I didn't, and still do not, have a problem with Tom Cruise. I do, however, have a problem with Katie Holmes, who was a big spoilsport on Letterman last week (above photos). If you're a celebrity -- particularly a beleaguered, high-profile celeb who acts weird -- you'd best be comfortable with your weirdness and be game to make fun of yourself. Tom is, Katie is not. Her interview with Dave was the most awkward thing I've ever seen on TV. And from the clip she "brought" from Batman Begins, looks like she's pretty awkward in the film, too.
Continuing on the theme of celebrity hoo-ha's and its impact on moviedom, Mr. & Mrs. Smith did a dizzying $50.8 million at the box office this weekend. I'd say without the Pitt/Jolie antics that preceded its release, Mr. & Mrs. Smith would have done half that. So what does this mean for Batman and War of the Worlds? Or is Tom and Katie's PR machine stranger (and therefore less attractive) than Pitt and Jolie's?
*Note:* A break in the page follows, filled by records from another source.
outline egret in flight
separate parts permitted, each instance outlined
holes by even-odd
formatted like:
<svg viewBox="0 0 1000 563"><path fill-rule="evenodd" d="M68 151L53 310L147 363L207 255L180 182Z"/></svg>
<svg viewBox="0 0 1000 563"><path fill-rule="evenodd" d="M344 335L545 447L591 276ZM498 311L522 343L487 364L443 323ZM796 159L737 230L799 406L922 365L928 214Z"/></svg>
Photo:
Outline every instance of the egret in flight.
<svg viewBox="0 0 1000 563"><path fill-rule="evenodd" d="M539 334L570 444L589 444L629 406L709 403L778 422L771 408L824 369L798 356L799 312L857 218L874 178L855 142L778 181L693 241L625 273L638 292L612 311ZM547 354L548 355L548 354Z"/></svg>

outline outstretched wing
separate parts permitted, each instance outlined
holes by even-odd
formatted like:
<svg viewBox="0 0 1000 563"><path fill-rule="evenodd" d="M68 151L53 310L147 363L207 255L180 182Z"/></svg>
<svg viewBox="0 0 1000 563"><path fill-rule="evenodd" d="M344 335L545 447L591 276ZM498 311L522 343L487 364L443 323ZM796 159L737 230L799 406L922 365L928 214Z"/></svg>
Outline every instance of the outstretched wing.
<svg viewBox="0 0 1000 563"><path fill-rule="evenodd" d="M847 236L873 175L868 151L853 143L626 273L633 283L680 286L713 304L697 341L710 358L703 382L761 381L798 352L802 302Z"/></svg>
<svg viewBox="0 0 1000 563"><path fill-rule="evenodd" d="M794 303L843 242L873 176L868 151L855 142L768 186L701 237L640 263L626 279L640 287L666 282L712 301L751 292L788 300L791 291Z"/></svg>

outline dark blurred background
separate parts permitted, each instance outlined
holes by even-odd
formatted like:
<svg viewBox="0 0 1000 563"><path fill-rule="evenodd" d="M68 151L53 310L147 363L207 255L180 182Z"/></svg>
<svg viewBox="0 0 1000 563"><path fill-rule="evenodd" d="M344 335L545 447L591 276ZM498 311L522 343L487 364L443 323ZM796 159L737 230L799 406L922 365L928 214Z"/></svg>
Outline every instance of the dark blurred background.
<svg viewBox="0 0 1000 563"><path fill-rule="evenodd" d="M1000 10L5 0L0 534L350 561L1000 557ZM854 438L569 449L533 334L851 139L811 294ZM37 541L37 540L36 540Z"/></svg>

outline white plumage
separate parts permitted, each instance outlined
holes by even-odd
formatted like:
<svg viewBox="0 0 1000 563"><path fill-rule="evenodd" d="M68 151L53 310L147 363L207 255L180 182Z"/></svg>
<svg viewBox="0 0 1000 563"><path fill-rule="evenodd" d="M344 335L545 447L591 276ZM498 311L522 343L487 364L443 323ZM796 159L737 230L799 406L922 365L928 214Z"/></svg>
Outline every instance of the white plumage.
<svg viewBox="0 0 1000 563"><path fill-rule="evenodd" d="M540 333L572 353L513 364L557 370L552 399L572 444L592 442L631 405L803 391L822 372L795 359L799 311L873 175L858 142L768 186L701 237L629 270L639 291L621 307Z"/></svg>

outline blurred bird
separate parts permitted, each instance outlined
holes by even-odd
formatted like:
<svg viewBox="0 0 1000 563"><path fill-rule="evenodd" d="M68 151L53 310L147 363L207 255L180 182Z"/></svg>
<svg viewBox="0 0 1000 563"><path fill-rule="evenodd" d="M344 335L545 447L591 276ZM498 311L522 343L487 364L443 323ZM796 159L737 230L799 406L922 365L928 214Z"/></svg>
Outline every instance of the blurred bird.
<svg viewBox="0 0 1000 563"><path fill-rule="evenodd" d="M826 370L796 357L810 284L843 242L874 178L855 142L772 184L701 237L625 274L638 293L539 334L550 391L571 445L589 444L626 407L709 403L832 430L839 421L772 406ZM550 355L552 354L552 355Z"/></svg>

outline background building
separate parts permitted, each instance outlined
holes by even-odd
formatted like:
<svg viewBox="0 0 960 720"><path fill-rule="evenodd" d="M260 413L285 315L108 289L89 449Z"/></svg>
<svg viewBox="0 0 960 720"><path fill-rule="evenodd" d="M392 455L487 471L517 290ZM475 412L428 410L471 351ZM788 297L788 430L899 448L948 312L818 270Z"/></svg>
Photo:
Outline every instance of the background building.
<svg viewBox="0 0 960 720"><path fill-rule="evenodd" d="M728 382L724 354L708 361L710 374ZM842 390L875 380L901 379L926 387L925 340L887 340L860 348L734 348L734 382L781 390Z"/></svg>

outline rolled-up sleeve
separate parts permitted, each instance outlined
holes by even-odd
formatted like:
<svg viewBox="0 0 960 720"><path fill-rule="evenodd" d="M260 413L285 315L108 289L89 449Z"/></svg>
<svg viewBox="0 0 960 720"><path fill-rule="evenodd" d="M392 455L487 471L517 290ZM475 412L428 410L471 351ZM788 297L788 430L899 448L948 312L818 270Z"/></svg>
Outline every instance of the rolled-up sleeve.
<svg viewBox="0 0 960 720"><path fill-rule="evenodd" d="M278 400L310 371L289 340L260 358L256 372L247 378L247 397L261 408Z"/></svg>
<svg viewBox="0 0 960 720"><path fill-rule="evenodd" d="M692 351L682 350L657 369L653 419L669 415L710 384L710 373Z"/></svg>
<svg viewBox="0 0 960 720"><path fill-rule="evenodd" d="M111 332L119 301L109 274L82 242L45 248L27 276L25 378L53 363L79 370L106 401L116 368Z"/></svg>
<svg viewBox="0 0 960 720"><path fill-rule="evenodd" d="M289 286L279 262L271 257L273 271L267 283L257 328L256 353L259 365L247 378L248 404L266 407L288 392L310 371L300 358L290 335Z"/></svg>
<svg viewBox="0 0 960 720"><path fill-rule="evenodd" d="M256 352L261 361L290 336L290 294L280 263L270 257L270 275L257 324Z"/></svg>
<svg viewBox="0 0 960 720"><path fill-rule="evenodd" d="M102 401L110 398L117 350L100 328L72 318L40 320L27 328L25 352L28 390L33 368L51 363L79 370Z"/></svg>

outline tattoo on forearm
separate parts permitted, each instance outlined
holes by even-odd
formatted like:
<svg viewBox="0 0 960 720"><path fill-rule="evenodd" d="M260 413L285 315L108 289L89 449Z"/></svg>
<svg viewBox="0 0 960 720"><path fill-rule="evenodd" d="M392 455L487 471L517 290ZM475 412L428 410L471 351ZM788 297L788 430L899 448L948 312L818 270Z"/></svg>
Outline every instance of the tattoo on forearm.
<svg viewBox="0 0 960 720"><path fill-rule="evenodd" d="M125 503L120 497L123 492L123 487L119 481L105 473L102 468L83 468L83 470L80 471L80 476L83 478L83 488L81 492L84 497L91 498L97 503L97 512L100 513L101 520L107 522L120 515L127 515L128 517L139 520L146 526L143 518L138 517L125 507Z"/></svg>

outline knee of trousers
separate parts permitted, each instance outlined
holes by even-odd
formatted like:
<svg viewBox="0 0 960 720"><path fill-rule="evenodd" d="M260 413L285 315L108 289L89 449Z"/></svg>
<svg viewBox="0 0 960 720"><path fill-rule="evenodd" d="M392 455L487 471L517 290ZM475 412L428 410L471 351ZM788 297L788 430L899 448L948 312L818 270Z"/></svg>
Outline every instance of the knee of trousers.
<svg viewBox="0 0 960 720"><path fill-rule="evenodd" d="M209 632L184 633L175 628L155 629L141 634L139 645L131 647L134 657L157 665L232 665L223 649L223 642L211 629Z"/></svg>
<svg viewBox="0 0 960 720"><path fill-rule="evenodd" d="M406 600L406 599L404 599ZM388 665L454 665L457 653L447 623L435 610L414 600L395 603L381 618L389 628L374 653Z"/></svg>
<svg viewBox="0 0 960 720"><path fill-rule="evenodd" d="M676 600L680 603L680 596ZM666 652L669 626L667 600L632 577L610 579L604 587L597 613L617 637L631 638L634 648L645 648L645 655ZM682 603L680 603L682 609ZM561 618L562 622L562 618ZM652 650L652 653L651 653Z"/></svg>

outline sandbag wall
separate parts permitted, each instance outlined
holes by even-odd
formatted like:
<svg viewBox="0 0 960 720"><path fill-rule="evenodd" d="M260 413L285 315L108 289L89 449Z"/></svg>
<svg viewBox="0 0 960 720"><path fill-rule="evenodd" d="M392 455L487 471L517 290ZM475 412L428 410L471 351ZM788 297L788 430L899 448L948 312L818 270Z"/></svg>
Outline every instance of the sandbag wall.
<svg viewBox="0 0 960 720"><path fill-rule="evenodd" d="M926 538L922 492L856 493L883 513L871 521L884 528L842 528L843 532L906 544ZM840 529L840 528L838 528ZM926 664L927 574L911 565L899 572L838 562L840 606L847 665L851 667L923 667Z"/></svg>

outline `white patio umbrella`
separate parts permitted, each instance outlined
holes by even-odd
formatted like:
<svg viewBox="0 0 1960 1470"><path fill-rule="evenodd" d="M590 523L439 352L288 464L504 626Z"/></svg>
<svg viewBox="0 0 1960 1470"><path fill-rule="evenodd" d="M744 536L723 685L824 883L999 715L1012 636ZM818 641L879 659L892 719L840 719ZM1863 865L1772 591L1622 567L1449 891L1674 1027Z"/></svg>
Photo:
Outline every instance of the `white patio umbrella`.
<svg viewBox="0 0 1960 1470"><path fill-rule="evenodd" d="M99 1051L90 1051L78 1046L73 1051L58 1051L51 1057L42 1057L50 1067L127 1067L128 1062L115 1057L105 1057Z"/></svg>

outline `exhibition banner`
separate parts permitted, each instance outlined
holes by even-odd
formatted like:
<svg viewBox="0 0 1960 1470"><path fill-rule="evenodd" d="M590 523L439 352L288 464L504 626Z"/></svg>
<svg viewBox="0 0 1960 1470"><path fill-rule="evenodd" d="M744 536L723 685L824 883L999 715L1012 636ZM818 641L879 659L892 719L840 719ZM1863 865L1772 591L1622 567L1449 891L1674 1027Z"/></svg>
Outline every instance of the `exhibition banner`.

I advocate a separation of church and slate. Tom's commitment to and enthusiasm over Scientology is fine and respectable. But I think if he were to keep it out of his career, it would make for better PR. And let's face it, that's what this is about. PR, money, etc.
That said, I still think Batman and War of the Worlds will be hits. The first has the Trifecta of Distinguised Grizzle: Michael Caine, Liam Neeson, and Morgan Freeman. The second has that magical Cruise-Spielberg element that produced a masterpiece last time out (Minority Report). Summer doesn't look so bad. Let's just mind our own business, let the celebrities worship or shtup whomever they like, and find free screenings so they don't get our money.
See it if you want, but you won't be any worse off if you skip it. The premise is great, but a great premise does not a great movie make. And this movie is more Bruckheimer than great. It has moments of good comedy and cleverness, but they are doused by expensive action sequences. How are these assassination agencies so undercover when they routinely blow up large structures and engage in destructive freeway auto-fights?
If you're living, you know that Pitt and Jolie play a married couple who don't know the other's a contract killer. Why do you know this? The ads have told you, again and again, before each movie you've seen the past three months. This torpedoes some of the delight of the film's first 20 minutes. We know their secret, so we could've started 20 minutes in.
Pitt/Jolie are fine entertainers but finer specimens.
I'd like to think what Mr. & Mrs. Smith would've been like with Brian De Palma directing.
I'm really sad about this. She was lovely on film, and lovely in person I'm sure. She and husband Mel Brooks were together 41 years. Everyone remembers her from The Graduate, when she was lethal and oily and smoking and sexual. Equally worthy of note is her compassionate, gentle work in The Miracle Worker, first on Broadway and then the 1962 film version (a Tony and an Oscar were earned; an Emmy followed in 1999 for Deep in My Heart, completing the rare acting triple crown). Click on the title of this entry for a nice Times obit.
"When Mel told his Jewish mother he was marrying an Italian girl, she said: 'Bring her over. I'll be in the kitchen - with my head in the oven.'"
The Independent has wrestled top-10 lists from prominent directors, including Tarantino, Milos Forman, Sidney Lumet, Catherine Breillat, Gillian Armstrong, Sam Mendes, and Jim Jarmusch. Nothing surprising really. Everyone always likes Citizen Kane and Godard and Fellini and Kurosawa. Happy (and deserving) surprises include Groundhog Day at #5 on Terry Jones' list and Waiting for Guffman at #10 on Tim Robbins' list. Also on Robbins' list -- and no one else's, for shame -- is Network at #8.
My top 10 at the moment?
1. Network(Lumet, 1976) 2. The Apartment (Wilder, 1960) 3. The Third Man (Reed, 1949) 4. Chinatown (Polanski, 1974) 5. Bonnie & Clyde (Penn, 1967) 6. Annie Hall (Allen, 1977) 7. The Piano (Campion, 1993) 8. Alien (Scott, 1979) 9. Young Frankenstein (Brooks, 1974) 10. Mary Poppins (Stevenson, 1964)
Yes, I know. No foreign language films and only two non-American. I've seen my fair share of Truffaut and Godard and Bergman and others. They just don't do it for me. What are your top 10?